Fast way to get total count of found items, resources, and sources

Are you missing a feature? Request its implementation here.
natemyersibm
Posts: 3
Joined: Fri Apr 07, 2023 1:24 am

Fast way to get total count of found items, resources, and sources

Post by natemyersibm »

Hello!
In OxygenXML Author 25.0, I'm looking for a fast and simple way to see a count of total search results across a count of files in a count of sources. I searched the oxygenxml website and forum, and I watched a related video , but I didn't quite see what I'm looking for.

Details:
  • Open/Find Resource gives a count of matching resources, but not an obvious total count of found items when 'In content' is selected.
  • Find/Replace in Files gives a count of found items, but not an obvious total count of matching resources.
  • In Preferences, Open/Find Resource prefs include a mandatory search results limiter. Fortunately, in Open/Find Resource a count still appears of total matching resources despite the limiter, but only the limited number appear in the result set. This limit can be out of proportion with web-based search results that hit the same doc collection.
So my hoped-for functionality is this:
  • One string that gives a total count of found items in a total count of resources. Example: "452 items found in 126 files".
  • An option similar to the above that includes multiple linked sources, along with a details option that could offer a breakdown:
    • Example: 17,362 items found in 887 files across 3 sources (Details)
      • 13,002 items found in 686 files in source MyProject
      • 3300 items found in 100 files in source OtherTeam'sProject
      • 1060 items found in 101 files in source OtherDepartment'sProject
  • In Open/Find Resources, a string that shows how many times an item is found in each matching resource.
  • An option (maybe a checkbox) associated with the results limiter in Open/Find Resource prefs to page large found sets if they exceed the limit. Example: "Use multiple pages to display all results". Even better would be to just do this by default. That way, you can keep the Open/Find Resource window performant and responsive by displaying the first X results (where X is a settable integer, as it is today) and then lazy-loading subsequent found items across additional 'pages' (separated lists) within the Open/Find Resource window.
Thank you!
Radu
Posts: 9286
Joined: Fri Jul 09, 2004 5:18 pm

Re: Fast way to get total count of found items, resources, and sources

Post by Radu »

Hi,

When using the 'In content" search from the Open/Find resources dialog, Oxygen indeed returns to you files which contain inside the searched string (either one or multiple times). Indeed for each of those resources Oxygen does not present to you information about how many times inside each file the searched string occurs.

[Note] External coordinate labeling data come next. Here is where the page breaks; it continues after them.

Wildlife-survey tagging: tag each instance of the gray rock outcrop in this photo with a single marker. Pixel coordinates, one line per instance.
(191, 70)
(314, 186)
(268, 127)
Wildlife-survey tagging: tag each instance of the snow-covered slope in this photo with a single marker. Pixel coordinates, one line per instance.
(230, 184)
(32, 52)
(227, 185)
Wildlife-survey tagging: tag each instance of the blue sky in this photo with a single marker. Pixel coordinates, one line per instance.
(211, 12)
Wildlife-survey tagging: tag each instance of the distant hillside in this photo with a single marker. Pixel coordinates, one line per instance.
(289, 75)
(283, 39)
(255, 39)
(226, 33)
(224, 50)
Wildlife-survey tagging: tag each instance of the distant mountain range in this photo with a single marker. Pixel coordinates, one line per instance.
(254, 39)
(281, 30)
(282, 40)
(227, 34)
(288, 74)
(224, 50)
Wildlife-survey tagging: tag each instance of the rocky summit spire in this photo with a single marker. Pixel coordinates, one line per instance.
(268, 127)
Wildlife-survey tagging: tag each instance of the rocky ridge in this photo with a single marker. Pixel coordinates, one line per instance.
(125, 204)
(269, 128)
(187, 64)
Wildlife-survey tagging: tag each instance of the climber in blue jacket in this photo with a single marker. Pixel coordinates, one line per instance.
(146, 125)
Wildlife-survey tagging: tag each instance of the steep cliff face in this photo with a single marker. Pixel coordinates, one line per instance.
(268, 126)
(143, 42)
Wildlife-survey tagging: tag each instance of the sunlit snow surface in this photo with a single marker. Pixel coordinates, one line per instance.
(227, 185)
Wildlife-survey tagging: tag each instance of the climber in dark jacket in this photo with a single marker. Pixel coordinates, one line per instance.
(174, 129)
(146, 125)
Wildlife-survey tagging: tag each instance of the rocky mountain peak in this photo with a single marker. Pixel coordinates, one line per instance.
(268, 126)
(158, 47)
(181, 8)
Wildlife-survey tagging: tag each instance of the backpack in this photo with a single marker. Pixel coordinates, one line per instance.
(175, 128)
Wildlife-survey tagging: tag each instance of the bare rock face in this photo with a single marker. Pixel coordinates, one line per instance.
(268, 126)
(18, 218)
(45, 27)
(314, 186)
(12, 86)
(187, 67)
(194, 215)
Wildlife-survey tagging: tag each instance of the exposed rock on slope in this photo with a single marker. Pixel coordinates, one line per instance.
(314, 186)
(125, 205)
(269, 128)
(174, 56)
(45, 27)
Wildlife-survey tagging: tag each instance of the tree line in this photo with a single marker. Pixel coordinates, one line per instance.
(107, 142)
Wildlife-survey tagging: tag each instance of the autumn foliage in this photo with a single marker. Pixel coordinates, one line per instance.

Please see some more remarks below:
In Preferences, Open/Find Resource prefs include a mandatory search results limiter. Fortunately, in Open/Find Resource a count still appears of total matching resources despite the limiter, but only the limited number appear in the result set. This limit can be out of proportion with web-based search results that hit the same doc collection.
We impose this returned search results limitation for performance reasons and you can control its limit indeed from the preferences page. I do not understand the "This limit can be out of proportion" part. Searching in various places may behave in different ways, web search (depending on the search engine) may for example display the results split in pages and web search may also have limitations imposed to the total number of found items. We chose not to display the "Open/Find Resource" results in pages and to impose this global limit to the returned search results.

About this request:
In Open/Find Resources, a string that shows how many times an item is found in each matching resource.
The indexer we are using does not have this capability, it just returns resources which contain inside once or more times the searched string. In general indexers work like this, they are optimized for speed, for example when google searching you search for a word, Google returns a link to a web page, it does not tell you how many times in the web page the word occurs.
The intended purpose of the "Open/Find Resources" dialog is to find resources containing certain words, you seem to want to create some kind of reports using its functionality but I'm afraid we cannot change the "Open/Find Resources" dialog to also display the number of matches per file.
An option (maybe a checkbox) associated with the results limiter in Open/Find Resource prefs to page large found sets if they exceed the limit. Example: "Use multiple pages to display all results". Even better would be to just do this by default. That way, you can keep the Open/Find Resource window performant and responsive by displaying the first X results (where X is a settable integer, as it is today) and then lazy-loading subsequent found items across additional 'pages' (separated lists) within the Open/Find Resource window.
Sounds like an interesting improvement request, I added an internal issue based on it, pasting the issue ID below for future reference:
EXM-53082 Open/Find Resources - present results in pages instead of imposing returned results limit
Find/Replace in Files gives a count of found items, but not an obvious total count of matching resources.
Yes, but here you may have more flexibility to create a custom report. For example after Find/Replace in Files shows the results in the Results view, you can select all those found matches, right click and choose "Save results as XML". Once you have the XML document containing all matches maybe you can create an XSLT stylesheet which applies over the XML to produce a report for you.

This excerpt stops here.